Foremost among its joys is John Hurt as the Doctor of War: he continues to be effortlessly excellent…

It’s not without its joys, though, foremost among them John Hurt as the Doctor of War, a tired man capable of cruelty when the situation calls for it, yet still recognisably the Doctor. Hurt was one of the best parts of The Day of the Doctor, and he continues to be effortlessly excellent here, especially in The Innocent. I like Howard Carter’s music, especially the motif he uses for the War Doctor himself. Jacqueline Pearce is very promising as Cardinal Ollistra, who seems to be the senior Time Lord strategist during this era of the Time War, and I look forward to hearing more of her in future War Doctor box sets (I imagine she will also pop up in The Eighth Doctor: The Time War). Both her performance and Briggs’s writing for her work very well. Survivors’s Carolyn Seymour does a great job, too, in the role the cast list calls “The Slave”: dignified and tragic. Alex Wyndham does a surprisingly good job as the Time Lord Seratrix, elevating what could have been a stock character with the conviction of his performance — and the performance of his conviction.

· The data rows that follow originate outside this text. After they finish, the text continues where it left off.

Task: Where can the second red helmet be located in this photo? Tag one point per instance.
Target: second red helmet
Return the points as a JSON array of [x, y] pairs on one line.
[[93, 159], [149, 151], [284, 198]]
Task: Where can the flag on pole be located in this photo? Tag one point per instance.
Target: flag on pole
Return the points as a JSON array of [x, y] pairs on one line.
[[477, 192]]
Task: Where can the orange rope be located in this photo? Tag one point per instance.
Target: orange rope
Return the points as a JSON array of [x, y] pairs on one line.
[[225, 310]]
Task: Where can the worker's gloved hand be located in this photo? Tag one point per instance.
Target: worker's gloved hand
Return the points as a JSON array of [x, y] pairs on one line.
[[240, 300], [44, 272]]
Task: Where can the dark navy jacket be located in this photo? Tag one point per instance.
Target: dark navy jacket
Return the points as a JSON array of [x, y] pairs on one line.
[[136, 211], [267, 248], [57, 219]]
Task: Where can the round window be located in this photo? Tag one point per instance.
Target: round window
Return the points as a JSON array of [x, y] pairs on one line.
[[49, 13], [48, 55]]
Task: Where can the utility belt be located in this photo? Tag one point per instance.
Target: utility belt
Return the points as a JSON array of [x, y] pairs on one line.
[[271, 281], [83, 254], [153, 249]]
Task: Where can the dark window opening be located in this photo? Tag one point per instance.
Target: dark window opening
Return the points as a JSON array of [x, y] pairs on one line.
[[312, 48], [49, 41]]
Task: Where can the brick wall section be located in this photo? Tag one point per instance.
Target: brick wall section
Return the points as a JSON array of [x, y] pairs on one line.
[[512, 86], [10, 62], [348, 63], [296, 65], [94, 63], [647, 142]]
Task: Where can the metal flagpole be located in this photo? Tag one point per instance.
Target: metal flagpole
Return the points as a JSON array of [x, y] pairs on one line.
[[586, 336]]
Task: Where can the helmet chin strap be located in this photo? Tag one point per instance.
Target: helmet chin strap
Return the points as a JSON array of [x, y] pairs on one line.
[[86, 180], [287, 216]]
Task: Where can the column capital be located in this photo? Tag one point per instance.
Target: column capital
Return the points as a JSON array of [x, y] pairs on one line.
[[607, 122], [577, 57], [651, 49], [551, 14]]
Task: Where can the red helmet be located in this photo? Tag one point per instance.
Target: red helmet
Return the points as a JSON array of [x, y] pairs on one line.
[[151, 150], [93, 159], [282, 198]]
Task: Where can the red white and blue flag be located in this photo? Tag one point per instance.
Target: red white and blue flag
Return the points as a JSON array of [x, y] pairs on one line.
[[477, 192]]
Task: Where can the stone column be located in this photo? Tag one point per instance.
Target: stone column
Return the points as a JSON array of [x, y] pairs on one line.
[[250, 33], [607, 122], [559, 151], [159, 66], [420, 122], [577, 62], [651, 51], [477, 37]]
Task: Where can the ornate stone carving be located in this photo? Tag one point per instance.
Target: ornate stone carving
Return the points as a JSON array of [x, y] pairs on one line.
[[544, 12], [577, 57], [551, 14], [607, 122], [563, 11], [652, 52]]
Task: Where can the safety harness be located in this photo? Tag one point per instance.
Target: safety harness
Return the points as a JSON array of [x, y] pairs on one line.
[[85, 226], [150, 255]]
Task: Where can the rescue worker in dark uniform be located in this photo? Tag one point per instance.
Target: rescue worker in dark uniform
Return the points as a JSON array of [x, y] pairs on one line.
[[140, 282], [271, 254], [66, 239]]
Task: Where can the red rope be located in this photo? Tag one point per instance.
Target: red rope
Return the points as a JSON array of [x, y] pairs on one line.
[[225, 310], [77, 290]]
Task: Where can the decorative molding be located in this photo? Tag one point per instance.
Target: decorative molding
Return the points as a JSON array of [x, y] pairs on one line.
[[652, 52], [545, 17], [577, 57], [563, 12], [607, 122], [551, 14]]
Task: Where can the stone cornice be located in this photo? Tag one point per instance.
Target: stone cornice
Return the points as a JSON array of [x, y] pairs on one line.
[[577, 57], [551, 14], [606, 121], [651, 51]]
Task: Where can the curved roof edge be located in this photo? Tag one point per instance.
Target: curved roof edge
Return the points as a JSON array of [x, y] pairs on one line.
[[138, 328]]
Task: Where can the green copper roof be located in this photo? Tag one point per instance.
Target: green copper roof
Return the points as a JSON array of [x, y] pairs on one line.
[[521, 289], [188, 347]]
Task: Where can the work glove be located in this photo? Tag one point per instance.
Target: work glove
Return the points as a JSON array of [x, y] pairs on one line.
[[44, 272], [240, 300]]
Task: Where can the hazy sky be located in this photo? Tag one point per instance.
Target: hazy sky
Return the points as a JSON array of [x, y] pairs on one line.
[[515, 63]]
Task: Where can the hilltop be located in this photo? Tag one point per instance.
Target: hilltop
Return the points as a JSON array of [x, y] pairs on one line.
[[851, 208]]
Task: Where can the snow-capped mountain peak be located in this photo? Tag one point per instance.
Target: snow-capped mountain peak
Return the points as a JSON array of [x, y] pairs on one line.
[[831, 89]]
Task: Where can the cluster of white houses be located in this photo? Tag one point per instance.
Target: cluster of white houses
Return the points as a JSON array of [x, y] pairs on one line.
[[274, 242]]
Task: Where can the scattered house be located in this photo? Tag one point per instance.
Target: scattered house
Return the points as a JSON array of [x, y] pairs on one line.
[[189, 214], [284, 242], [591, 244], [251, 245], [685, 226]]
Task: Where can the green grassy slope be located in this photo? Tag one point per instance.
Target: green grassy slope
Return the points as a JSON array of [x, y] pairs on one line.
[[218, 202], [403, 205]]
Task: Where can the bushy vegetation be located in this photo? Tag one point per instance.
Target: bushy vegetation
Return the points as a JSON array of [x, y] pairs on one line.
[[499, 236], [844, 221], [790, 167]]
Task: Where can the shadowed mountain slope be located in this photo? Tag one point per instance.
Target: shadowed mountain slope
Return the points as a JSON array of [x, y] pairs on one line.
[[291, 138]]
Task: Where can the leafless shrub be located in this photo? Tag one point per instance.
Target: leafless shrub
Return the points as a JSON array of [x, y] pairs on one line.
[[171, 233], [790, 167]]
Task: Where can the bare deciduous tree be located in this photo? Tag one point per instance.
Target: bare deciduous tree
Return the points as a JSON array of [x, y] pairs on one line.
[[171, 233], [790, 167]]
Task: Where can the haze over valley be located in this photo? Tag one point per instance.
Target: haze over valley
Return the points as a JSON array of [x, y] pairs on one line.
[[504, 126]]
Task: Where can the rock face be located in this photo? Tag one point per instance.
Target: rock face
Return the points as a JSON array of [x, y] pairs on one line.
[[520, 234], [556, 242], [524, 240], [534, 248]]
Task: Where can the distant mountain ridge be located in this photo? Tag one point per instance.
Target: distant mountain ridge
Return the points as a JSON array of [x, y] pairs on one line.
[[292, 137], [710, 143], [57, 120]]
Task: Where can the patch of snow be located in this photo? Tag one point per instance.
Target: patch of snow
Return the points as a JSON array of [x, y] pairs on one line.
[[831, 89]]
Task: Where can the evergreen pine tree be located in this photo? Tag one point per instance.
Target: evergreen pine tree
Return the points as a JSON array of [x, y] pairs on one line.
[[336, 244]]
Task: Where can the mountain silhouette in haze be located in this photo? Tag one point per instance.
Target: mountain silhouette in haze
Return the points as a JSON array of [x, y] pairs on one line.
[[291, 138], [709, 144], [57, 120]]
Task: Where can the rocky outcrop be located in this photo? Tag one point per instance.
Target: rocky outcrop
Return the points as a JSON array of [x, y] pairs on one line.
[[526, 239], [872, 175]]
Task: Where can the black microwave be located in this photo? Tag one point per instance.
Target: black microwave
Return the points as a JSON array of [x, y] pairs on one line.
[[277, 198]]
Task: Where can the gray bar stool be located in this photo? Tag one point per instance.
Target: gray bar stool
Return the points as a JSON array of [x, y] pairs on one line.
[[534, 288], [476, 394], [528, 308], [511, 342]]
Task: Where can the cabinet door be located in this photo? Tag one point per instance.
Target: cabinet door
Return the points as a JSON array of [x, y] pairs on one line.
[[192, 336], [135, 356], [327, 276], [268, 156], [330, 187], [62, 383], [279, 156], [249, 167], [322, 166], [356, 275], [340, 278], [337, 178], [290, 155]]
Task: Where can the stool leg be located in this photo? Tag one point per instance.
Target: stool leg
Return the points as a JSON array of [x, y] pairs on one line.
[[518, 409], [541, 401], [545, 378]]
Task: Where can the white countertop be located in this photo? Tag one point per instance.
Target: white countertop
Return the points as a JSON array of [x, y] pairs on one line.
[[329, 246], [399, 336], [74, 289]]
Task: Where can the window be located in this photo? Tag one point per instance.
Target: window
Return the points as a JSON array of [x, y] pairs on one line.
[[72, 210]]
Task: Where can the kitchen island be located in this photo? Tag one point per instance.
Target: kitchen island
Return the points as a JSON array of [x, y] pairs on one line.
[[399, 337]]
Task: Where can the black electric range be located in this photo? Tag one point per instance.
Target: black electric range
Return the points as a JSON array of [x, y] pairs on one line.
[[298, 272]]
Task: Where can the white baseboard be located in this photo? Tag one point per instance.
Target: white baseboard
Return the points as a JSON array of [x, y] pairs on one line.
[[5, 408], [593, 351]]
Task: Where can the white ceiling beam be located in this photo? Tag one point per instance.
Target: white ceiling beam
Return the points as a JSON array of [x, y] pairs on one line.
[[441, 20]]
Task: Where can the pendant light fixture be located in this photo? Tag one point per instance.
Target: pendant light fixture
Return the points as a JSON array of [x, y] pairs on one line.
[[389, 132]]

We get tantalising glimpses of the kind of Doctor Who story only the Time War could bring us, but this first box set doesn’t go far enough for the most part, giving us instead a Dalek story of the sort we’ve been seeing since 1964. Hopefully future instalments prove a little more trail-blazing than this one, as we will in one of the darkest periods of the Doctor’s life.

Only the Monstrous (by Nicholas Briggs; starring John Hurt, Jacqueline Pearce) was released by Big Finish Productions in December 2015.